Distortion-Power Tradeoffs in Quasi-Stationary Source Transmission over Delay and Buffer Limited Block Fading Channels

Roghayeh Joda, Farshad Lahouti, Elza Erkip

Research output: Contribution to journalArticlepeer-review

Abstract

This paper investigates distortion-power tradeoffs in transmission of quasi-stationary sources over delay and buffer limited block fading channels by studying encoder and decoder buffering techniques to smooth out the source and channel variations. Four source and channel coding schemes that consider buffer and power constraints are presented to minimize the reconstructed source distortion.
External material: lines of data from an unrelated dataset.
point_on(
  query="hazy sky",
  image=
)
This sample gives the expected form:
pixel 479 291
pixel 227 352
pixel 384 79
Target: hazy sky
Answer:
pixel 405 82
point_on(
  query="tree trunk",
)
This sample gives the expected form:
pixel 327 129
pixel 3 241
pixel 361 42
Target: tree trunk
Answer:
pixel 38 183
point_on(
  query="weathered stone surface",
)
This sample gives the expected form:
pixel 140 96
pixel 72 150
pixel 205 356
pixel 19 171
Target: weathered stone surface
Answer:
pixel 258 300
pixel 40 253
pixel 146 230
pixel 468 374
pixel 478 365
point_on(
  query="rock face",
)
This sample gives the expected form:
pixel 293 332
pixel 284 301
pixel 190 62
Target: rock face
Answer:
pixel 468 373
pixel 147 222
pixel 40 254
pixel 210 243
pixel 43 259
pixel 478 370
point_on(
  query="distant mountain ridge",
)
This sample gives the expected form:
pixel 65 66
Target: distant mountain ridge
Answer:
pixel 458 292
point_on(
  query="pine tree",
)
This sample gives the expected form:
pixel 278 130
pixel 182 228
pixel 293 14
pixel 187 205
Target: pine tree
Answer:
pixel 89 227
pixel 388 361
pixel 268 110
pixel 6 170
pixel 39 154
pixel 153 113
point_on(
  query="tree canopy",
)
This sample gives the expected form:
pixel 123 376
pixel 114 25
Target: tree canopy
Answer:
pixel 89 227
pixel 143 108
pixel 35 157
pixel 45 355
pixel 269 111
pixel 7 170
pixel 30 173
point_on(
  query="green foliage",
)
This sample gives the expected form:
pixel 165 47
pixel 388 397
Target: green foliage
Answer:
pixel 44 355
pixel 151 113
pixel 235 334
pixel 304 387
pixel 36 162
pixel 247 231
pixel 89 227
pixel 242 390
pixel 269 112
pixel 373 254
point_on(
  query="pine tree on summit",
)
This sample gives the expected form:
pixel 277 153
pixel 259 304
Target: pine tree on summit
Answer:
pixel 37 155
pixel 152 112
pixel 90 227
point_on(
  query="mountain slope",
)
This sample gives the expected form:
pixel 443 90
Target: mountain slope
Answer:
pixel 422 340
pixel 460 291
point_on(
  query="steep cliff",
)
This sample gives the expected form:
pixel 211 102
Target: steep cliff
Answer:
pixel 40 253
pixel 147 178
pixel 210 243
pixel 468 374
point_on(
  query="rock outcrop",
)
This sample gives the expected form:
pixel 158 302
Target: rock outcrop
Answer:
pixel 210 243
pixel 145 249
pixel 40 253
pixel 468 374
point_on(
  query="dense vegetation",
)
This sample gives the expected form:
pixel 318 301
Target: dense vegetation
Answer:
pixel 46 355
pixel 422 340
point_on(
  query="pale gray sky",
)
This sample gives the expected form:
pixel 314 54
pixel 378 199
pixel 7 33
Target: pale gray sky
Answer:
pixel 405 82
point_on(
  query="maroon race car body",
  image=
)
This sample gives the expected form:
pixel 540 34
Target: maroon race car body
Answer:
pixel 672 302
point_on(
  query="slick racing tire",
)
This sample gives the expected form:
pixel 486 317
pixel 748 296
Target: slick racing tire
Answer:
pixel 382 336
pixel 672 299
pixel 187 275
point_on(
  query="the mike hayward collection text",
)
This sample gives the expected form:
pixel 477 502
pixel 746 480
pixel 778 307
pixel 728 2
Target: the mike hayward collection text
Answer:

The first one is a high performance scheme, which benefits from optimized source and channel rate adaptation. In the second scheme, the channel coding rate is fixed and optimized along with transmission power with respect to channel and source variations; hence this scheme enjoys simplicity of implementation. The two last schemes have fixed transmission power with optimized adaptive or fixed channel coding rate. For all the proposed schemes, closed form solutions for mean distortion, optimized rate, and power are provided and in the high SNR regime, the mean distortion exponent and the asymptotic mean power gains are derived. The proposed schemes with buffering exploit the diversity due to source and channel variations. Specifically, when the buffer size is limited, fixed channel rate adaptive power scheme outperforms an adaptive rate fixed power scheme. Furthermore, analytical and numerical results demonstrate that with limited buffer size, the system performance in terms of reconstructed signal SNR saturates as transmission power increases, suggesting that appropriate buffer size selection is important to achieve a desired reconstruction quality.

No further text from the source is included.